Królewicz szarpnął się dziko.
— Co to? Kto! Nie tykaj się mnie! Zabraniam ci! — krzyknął.
— Cicho! To ja... siostra! Usłyszą nas. Jakże dobrze, że cię spotkałam. Co robisz tutaj, braciszku?
— Chodzę i patrzę na twoje okna! Cóż więcej zrobić mogę!? Żal mi cię! Ach, tak mi cię żal!... Chciałem ci nawet zagrać, ale... rozstawili warty i te usłyszałyby zaraz... A ty, co tu robisz i jak się tutaj dostałaś?

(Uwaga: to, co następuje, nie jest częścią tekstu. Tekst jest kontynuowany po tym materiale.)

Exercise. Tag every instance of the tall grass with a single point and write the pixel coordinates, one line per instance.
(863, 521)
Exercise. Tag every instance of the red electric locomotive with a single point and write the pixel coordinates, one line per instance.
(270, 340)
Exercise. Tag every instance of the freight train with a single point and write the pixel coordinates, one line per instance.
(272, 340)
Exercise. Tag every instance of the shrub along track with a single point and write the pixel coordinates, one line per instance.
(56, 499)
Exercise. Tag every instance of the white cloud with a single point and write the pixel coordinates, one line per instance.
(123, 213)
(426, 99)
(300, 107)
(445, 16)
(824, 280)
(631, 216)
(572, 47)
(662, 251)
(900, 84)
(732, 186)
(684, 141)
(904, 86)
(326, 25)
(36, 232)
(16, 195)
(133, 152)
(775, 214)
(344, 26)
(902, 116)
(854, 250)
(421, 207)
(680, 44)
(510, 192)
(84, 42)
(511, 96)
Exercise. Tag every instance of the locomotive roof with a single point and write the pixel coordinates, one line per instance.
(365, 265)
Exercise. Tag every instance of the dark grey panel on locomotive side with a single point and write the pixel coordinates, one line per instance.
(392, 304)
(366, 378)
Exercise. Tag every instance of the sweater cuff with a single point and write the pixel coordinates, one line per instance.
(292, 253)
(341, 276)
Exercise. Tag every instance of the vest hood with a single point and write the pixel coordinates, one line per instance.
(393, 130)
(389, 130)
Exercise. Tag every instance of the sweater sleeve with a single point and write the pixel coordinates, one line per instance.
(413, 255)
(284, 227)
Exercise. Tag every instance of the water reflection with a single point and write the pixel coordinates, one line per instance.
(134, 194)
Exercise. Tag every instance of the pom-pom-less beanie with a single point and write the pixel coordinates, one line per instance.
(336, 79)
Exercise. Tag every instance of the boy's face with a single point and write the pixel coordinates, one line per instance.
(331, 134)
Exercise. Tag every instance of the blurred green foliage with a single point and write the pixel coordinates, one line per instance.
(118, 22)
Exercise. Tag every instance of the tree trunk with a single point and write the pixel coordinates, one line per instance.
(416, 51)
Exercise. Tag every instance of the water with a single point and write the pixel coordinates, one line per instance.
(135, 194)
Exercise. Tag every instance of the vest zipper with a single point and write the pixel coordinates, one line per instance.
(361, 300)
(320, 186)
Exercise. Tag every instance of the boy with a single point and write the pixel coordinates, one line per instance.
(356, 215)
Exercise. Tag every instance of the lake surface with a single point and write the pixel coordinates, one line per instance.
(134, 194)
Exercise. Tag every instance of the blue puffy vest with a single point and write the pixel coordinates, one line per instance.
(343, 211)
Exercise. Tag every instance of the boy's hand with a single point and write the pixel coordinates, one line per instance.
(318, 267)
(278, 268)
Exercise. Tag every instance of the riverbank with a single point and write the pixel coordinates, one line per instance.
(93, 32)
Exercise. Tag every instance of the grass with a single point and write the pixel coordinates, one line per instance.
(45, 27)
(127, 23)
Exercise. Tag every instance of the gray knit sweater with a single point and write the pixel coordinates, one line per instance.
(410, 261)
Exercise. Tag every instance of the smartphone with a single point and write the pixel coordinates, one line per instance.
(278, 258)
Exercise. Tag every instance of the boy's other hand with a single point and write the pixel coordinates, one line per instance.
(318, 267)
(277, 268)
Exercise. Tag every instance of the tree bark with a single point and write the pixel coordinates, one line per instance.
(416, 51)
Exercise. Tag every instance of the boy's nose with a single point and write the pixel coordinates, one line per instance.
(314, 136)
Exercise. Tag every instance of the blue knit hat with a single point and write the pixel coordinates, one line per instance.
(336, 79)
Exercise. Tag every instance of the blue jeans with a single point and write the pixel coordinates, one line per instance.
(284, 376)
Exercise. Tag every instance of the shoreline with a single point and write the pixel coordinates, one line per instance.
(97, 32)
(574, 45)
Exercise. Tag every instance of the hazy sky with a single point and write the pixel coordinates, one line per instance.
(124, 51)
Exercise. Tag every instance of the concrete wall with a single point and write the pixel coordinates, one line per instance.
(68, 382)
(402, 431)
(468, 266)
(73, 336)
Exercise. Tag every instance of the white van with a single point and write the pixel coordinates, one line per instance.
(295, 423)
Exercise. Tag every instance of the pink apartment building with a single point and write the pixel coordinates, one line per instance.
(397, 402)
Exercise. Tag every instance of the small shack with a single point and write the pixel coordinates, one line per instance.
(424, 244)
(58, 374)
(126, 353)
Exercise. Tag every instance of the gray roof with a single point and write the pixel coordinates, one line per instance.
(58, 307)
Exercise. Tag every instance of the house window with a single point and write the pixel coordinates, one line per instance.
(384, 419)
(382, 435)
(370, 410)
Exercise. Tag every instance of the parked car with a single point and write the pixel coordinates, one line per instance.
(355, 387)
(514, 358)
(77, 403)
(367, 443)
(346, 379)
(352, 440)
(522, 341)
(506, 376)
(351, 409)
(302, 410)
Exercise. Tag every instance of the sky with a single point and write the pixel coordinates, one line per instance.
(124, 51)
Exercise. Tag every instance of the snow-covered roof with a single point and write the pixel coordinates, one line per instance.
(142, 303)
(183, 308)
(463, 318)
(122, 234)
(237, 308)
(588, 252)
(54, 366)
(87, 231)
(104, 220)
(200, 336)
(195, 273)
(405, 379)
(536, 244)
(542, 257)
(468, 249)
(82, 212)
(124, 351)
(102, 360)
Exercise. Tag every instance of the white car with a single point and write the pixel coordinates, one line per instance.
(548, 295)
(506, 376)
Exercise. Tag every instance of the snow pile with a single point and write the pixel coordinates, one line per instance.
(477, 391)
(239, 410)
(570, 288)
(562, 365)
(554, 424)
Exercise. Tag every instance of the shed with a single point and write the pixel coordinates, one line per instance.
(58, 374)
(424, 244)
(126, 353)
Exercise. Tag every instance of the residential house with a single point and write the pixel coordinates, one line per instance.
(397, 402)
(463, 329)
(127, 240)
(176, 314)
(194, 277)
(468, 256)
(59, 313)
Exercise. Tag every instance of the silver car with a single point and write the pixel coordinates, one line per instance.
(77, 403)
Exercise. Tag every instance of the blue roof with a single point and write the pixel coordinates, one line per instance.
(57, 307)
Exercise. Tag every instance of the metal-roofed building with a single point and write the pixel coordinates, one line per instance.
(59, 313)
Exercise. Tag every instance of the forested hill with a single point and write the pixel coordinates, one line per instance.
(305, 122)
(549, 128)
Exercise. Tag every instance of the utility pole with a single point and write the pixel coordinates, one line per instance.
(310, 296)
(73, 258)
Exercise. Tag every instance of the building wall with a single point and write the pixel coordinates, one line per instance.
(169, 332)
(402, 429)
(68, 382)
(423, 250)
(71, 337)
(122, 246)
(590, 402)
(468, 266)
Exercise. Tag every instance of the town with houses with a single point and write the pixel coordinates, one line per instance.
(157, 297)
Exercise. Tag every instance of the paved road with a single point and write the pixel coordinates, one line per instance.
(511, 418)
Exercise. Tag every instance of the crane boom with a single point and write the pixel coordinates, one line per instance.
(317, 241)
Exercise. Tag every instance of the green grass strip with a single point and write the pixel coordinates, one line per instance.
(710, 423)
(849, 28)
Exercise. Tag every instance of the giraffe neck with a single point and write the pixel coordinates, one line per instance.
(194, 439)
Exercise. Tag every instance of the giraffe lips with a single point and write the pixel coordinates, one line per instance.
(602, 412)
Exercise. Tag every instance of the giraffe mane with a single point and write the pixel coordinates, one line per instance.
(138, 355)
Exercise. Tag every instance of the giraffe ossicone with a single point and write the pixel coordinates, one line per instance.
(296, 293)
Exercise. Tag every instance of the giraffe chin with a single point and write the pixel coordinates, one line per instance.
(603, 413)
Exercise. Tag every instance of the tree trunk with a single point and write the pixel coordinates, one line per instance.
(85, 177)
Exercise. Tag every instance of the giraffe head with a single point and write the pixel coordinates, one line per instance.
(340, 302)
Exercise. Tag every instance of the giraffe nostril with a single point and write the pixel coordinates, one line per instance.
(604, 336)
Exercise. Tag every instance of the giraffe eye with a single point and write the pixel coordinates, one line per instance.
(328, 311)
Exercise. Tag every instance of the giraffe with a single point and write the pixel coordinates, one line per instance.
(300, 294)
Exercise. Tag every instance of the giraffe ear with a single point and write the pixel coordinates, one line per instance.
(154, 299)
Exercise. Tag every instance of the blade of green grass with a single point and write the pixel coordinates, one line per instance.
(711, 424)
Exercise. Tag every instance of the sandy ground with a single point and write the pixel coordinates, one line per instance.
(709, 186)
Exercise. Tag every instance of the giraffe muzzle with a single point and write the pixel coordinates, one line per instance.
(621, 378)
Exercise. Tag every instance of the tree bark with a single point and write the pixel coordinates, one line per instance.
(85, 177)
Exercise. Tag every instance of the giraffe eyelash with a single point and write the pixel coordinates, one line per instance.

— Spuściłam się po sznurze! Chcę uciekać!
— Tak, tak... uciekać... od tych kłamców, złośników, plotkarzy, złodziei i gwałtowników!... Ach, jakże mi obrzydł cały ten świat, to ciągłe udawanie, przymus, wykręty, ciągły lęk, aby nie zaczepić tego, nie potrącić owego... Tak, tak, uciekać! Ale jak, siostro? W tym sztuka cała! — szeptał gorąco królewicz.
— Przedewszystkim uciekajmy teraz stąd od pałacowych straży! — odrzekła królewna, biorąc go za rękę. — Prowadź mię, ty znasz lepiej ogród i wiesz, gdzie rozstawiono warty!
Okrył ją płaszczem i, chyląc się wśród cieni drzew, przemknęli się ku odległym, zapuszczonym częściom parku w pobliżu murów zamkowych. Tu zaszyli się w gęstwinie i zaczęli radzić. Nad niemi wysoko w miarowych odstępach czasu przelatały głucho i przeciągle wołania dozorów:
— Warta!...
— Wartaaa!... — odpowiadały echem głosy coraz cichsze, coraz dalsze, tocząc się po grzbiecie obwarowań, jak rzucony głaz.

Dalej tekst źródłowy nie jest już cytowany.